Improving crop-to-crop matching for "Is it really worth it?" meme maker

Hi, this is my first time posting here. I recently finished the course and just wanted to say thank you for making all these excellent materials available and accessible to everyone! I’m building a small capstone project and have a first working version on HF Spaces, but I need some help improving the quality of the results.

The project

I’m building an app that can automatically generate “Is it really worth it?” memes, like the image below. The goal is: based on an input image, presumably of something human-made (e.g. food or electronics), to find a part of the image that looks like a part of an animal image in a reference dataset, with the tongue-in-cheek implication that the object in the input image was made using animal parts. I have a first working version, but the image matching itself isn’t working very well, so I’d like some help.

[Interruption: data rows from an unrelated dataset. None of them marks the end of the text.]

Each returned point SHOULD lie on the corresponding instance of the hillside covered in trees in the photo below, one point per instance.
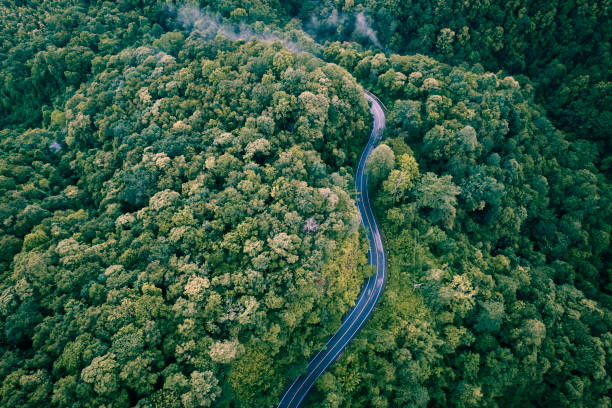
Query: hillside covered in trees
(178, 224)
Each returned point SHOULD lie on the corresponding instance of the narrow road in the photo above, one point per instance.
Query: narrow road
(356, 319)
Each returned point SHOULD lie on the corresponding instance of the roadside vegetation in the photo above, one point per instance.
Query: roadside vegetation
(177, 218)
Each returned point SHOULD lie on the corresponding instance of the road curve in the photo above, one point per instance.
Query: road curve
(359, 314)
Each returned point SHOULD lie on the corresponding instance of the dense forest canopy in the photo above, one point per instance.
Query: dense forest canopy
(177, 204)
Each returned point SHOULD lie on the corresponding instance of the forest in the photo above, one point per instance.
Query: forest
(178, 220)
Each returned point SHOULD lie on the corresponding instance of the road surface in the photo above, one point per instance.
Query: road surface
(356, 319)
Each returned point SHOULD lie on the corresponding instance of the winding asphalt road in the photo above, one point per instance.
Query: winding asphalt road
(356, 319)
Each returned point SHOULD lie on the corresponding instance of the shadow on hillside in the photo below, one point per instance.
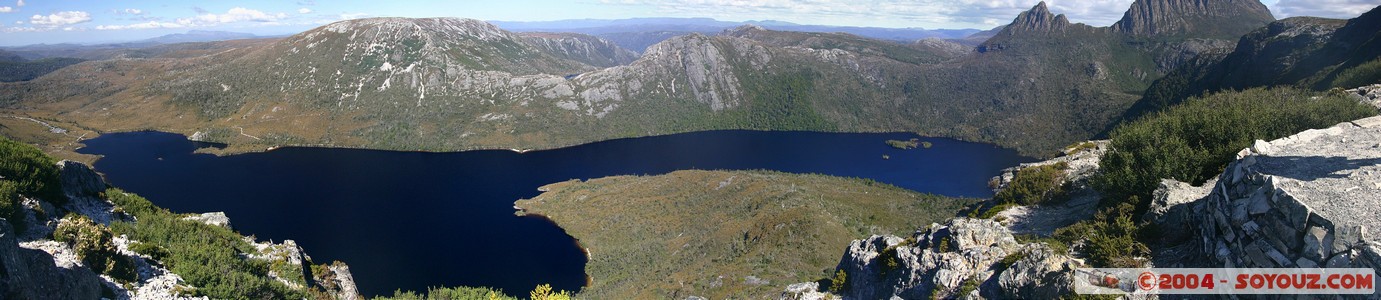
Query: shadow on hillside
(1314, 167)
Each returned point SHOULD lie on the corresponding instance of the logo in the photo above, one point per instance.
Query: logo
(1146, 281)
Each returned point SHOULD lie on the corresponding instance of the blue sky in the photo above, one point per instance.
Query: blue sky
(102, 21)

Disclaimer: Animal rights are a serious thing and this is just a dumb dark joke - I love animals and I apologize in advance if anyone finds this hurtful. I’m happy to remove the post if people think it doesn’t belong here.

How it works

I have a first working version on HF Spaces here. The code is available in the Files tab. Here’s an outline of how it works:

  • I framed the problem as a retrieval task: given an input image, I want to retrieve the most similar image in a reference dataset. I need 1) a feature extractor that will extract meaningful features from the reference dataset and store them, and 2) a retriever that will extract the same features from the input image, and use some similarity metric to find the image in the reference dataset that’s closest to the input image.

  • I created a custom dataset using two cat breeds and two dog breeds from the Oxford-IIIT Pet dataset and combined them with the Animal Pose dataset. I chose these datasets because they have bounding box / ROI information, which allowed me to create a baseline dataset of animal images without other objects. I stored these bounding-box images (which I’ll call “parents”) in dataset/parents.

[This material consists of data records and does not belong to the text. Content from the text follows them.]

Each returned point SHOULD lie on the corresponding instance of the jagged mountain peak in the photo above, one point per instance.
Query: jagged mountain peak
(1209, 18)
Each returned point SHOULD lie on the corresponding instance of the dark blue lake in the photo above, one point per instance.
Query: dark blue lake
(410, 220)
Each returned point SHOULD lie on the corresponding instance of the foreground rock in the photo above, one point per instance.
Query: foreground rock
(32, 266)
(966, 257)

  • I want to be able to match parts of the input image to parts of the parent images. I preprocessed the parent images by creating 3 random crops of each image, and storing them in dataset/crops, naming the files in a way that allowed me to retrieve both the parent image filename and the coordinates of the crop, e.g. dataset/crops/chimpanzee_Img-7840_crop2_17_123_641_653 is the 3rd crop of dataset/parents/chimpanzee_Img-7840.jpg, and the crop coordinates (left, upper, right, lower) are (17, 123, 641, 653). Crop and parent are shown below. The preprocessing script is in
    chimpanzee_Img-7840_crop2_17_123_641_653

  • To build my feature extractor, I trained a resnet18 animal classifier on dataset/crops. It trained to about 12% error rate over 10 animal species in 4 epochs. I then created a custom Learner by removing the final layers of the resnet18 (see iirwi/feature_extractor.py). I used AdaptiveMaxPool2d to keep only one feature from each of the 512 channels of the final conv layer.

  • I extracted the features (i.e. the final AdaptiveMaxPool2d activations) for all the cropped images in the dataset.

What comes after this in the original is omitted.